My ribs crunched beneath me as I landed with a thud on the ground. I grunted, gritting my teeth against the stabbing pain radiating into my abdomen. Heat pricked my eyes, threatening to impair my vision, and I choked down a cry. I pushed myself onto all fours, spitting blood and forcing air back into my lungs. It was all I could do to keep hold of my blade when the enchanted whip cracked on my backside once more.

I groaned and Fayzien pulled back his weapon, laughing through his huffs. “Well,” he breathed, “this is a demeaning position if I’ve ever seen one.”

I spat another mouthful of blood and looked back at him. The fire burned inside me—hot, hot, hotter than I’d felt before. “I am going to kill you,” I growled.

“No one will be killing anyone today, sweet Terra. I have no interest in your rebel friends, and it is time we go home. But first, I’m going to have my fill of fun.” He winked and raised his whip once more, this time aiming it at my head.

I rolled onto my back, raising Ezren’s emerald-gilded blade to protect my face as I sent my power through the weapon. It was a frantic move—I threw whatever magic I’d built up into it in desperation—in hopes it would strengthen my sword.

The emerald on the hilt glowed, a soft shimmer at first, and then blinding us in a moment of what looked like… Ezren’s light. Power flooded from the blade to my veins in an ecstasy I had never known—and likely wouldn’t come to understand for some time. It connected at once with Fayzien’s whip, and instead of the contact reverberating through me, I felt the ease of a clean cut. At once, the severed rope shriveled up, dissipating in the air.
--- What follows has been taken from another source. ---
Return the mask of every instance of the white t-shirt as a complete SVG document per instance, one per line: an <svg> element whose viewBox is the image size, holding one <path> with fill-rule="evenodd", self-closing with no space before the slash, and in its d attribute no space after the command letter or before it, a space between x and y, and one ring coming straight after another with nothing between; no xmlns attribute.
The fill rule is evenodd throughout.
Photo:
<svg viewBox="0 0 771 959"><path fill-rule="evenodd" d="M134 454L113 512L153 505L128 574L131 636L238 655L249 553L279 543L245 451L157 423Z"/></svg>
I had no time to gape at my small victory or to wonder where the strange and foreign magic came from. My muscles felt an urgency my mind did not. In a fluid motion, I removed a throwing knife strapped on my thigh and flung it, sinking it into Fayzien’s shoulder. I prowled to him as he fell to his knees, clutching at the blade. Before he could remove it, I clenched my hand around his neck, squeezing with enough strength to hurt, but not kill. Fayzien’s eyes opened wide to mine, and his hands went to his throat, attempting to loosen my grip.

“I have never ended a life, but for this, I will carry no guilt. You will hurt no one else, you violating, murderous piece of filth ,” I whispered, willing the tears to stay behind my eyes as I raised my blade.

“Wait,” he gasped laboriously. “Gia—if you kill me, she, she dies,” he croaked. And if all he wanted was hesitation from me, that’s what he got. He took the advantage and sent his fist deep into my abdomen, the blow connecting to the ribs I’d already cracked. I released him, doubling over, screaming at the sharp pressure.

I tried to rise to my full height, but pain lanced my core. My arms formed a protective cocoon around my midsection as I huddled there.

I am going to lose.

Instead of trying to land a killing blow, he took a step back from me, conjuring another weapon. He had no time, because the Dragon descended from behind me. And Ezren’s neck coiled back in a deep breath, before he let out a lethal strike of fire, incinerating Fayzien in an instant.

The blue-eyed man was gone, leaving nothing behind but a smoking pile of ash.